The mission, were it to happen, would need to launch between 2029 to late 2031, the team concluded.

The paper was uploaded Sept. 15 to arxiv, a preprint research repository.

NASA has already nudged asteroid in DART test

If an asteroid ever needs to be diverted from a collision course with Earth, a future planetary defense mission may be more likely to resemble a test NASA pulled off three years ago.

In September 2022, the U.S. space agency demonstrated it was possible to nudge an incoming asteroid out of harm’s way by slamming a spacecraft into one as part of its Double Asteroid Redirection Test, or DART.

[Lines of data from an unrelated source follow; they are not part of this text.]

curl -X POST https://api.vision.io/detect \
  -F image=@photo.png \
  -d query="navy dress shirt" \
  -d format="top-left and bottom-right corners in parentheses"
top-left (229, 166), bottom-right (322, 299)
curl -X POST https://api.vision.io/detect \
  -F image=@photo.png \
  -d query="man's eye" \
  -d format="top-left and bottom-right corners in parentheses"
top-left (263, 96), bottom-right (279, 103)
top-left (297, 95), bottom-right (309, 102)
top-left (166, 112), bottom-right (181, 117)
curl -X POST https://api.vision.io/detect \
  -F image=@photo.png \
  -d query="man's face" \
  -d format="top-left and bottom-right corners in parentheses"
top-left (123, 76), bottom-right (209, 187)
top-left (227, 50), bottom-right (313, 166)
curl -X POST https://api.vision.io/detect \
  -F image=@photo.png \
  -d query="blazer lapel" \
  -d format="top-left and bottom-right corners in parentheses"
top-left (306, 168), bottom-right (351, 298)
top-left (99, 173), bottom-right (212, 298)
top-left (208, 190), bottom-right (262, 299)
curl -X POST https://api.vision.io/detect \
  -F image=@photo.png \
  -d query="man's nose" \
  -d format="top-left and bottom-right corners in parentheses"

Launched in November 2021, DART traveled for more than 10 months before crashing into Dimorphos at roughly 14,000 mph. Though the tiny asteroid posed no threat to Earth, NASA had set out to test a method of redirecting the orbital paths of threatening objects hurtling toward Earth.

As of October 2024, a craft from the European Space Agency is on the way to get an upclose look at the asteroid’s remnants.

Hera launched Oct. 7 from Cape Canaveral Space Force Station in Florida on a two-year journey to Dimorphos, which is a tiny moonlet asteroid orbiting the larger 2,560-foot space rock Didymos.

The spacecraft is expected to enter the Didymos binary system’s orbit in October 2026, when it will determine just how effective NASA’s test was, according to the agency. Officials hope that by analyzing the results of NASA’s experiment, space agencies will be better positioned to repeat the maneuver.